Wednesday, May 13, 2009

A Horror Anthology

Mark Kleiman takes on IRBs at The Reality-Based Community. On April 14 he asked his readers for IRB horror stories, and on May 2 he posted some of the responses.

The saddest concerns a group of law students who wished "to send testers of different races in different styles of clothing to the restaurant over some period of time to test whether they enforced their dress code in a discriminatory manner." Law school administrators told them they would have to secure IRB approval. This discouraged the students, who did not want to go through the time and effort of the approval process.

This was not the intent of the National Commission for the Protection of Human Subjects of Biomedical and Behavioral Research. At its 15 April 1978 meeting, the commission discussed just such a scenario (pp. II-5 to II-21 of the transcript), and all the members seemed to agree that such testing for discrimination should not require IRB review. But, as I've noted before, the commission wrote a definition of human subjects research that plausibly includes a great deal of activity the commission did not seek to regulate. Thirty years later, justice suffers as a result of the commission's sloppiness.
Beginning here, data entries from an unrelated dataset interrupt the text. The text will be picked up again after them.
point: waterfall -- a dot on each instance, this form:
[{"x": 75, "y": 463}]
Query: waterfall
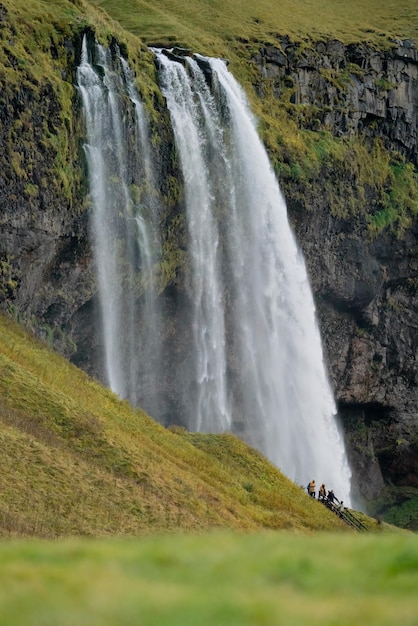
[
  {"x": 256, "y": 346},
  {"x": 243, "y": 351},
  {"x": 124, "y": 218}
]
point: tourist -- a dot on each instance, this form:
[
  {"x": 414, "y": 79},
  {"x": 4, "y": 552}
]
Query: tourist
[{"x": 312, "y": 489}]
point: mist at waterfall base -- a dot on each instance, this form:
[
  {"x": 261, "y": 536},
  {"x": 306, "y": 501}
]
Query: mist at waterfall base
[{"x": 253, "y": 363}]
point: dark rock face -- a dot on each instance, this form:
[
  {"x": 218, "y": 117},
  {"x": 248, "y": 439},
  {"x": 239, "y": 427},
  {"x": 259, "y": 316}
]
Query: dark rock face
[
  {"x": 365, "y": 288},
  {"x": 355, "y": 88}
]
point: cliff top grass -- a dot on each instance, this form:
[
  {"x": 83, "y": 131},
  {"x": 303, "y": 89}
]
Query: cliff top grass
[
  {"x": 203, "y": 24},
  {"x": 76, "y": 460}
]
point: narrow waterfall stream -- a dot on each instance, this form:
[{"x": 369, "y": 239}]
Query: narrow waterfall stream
[
  {"x": 124, "y": 222},
  {"x": 254, "y": 349}
]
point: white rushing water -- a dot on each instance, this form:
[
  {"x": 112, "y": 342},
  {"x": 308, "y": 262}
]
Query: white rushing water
[
  {"x": 123, "y": 217},
  {"x": 254, "y": 313},
  {"x": 253, "y": 362}
]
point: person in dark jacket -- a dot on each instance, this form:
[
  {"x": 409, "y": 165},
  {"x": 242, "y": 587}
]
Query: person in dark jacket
[{"x": 312, "y": 489}]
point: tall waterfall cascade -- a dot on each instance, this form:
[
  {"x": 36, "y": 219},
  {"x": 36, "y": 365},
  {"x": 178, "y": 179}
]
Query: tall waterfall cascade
[
  {"x": 124, "y": 221},
  {"x": 254, "y": 356}
]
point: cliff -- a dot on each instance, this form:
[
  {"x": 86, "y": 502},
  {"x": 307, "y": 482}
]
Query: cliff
[
  {"x": 351, "y": 188},
  {"x": 363, "y": 270}
]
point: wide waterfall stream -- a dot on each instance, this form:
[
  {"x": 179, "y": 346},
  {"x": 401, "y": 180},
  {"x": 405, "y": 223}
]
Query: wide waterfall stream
[{"x": 254, "y": 353}]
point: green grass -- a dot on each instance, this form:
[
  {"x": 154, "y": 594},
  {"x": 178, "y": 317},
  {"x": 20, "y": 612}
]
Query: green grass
[
  {"x": 205, "y": 24},
  {"x": 76, "y": 460},
  {"x": 219, "y": 579}
]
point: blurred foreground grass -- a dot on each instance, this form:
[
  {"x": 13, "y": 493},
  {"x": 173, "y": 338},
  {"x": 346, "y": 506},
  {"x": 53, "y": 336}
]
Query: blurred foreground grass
[{"x": 215, "y": 579}]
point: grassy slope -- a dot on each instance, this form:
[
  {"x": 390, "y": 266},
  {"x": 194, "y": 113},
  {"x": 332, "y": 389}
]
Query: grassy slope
[{"x": 77, "y": 460}]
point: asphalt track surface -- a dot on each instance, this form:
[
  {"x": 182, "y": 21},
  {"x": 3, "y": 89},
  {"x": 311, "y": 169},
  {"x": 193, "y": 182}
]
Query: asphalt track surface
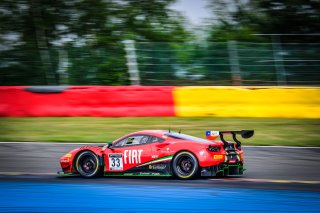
[
  {"x": 277, "y": 179},
  {"x": 272, "y": 163}
]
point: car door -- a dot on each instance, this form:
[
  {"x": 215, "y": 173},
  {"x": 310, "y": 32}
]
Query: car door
[{"x": 128, "y": 153}]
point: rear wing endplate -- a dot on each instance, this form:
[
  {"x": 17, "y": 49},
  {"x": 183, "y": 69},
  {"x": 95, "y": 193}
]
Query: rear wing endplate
[{"x": 211, "y": 135}]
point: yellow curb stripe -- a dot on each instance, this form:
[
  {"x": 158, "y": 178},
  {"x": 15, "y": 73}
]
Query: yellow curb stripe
[{"x": 286, "y": 102}]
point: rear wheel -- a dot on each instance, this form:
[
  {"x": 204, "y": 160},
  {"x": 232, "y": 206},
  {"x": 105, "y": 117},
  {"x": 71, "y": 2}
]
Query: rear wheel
[
  {"x": 87, "y": 164},
  {"x": 185, "y": 165}
]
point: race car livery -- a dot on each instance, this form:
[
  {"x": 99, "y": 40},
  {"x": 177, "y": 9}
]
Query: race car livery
[{"x": 159, "y": 153}]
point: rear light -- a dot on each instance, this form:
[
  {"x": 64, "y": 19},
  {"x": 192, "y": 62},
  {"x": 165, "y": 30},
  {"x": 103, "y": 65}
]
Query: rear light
[{"x": 214, "y": 148}]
NOTE: In honor of Professor Kleiman's search, I have gone back through this blog to add the "horror stories" tag to some posts that should have had it to begin with. Clicking on that tag now yields more than a dozen posts, with even more documented horror stories.

2 comments:

Anonymous said...

I have a horror story, but this is from the IRB side of things. I work for an IRB. We recently received a study funded by a federal agency (not NIH). The proposal clearly does not fit the definition of research as defined in the Common Rule, but could be classified as journalism. We wrote the investigator and told her that she did not need IRB review for her project. Almost immediately we heard from the funding agency accusing us of not doing our job. We provided the agency with our policy on the review of journalism, oral history and ethnography. However the agency is insisting on review. Unfortunately, because of the way the exempt and expedited categories are set up, it does not qualify for either. So this journalism project now needs full Board review. Gaining written informed consent would be inane and, while we can grant waivers of consent, there is absolutely no reason this project needs IRB review. So this is an illustration of how one IRB is trying to combat mission-creep and was thwarted by a federal agency.

Zachary M. Schrag said...

Thank you for this comment. I am sorry you feel unable to identify yourself or the agency involved.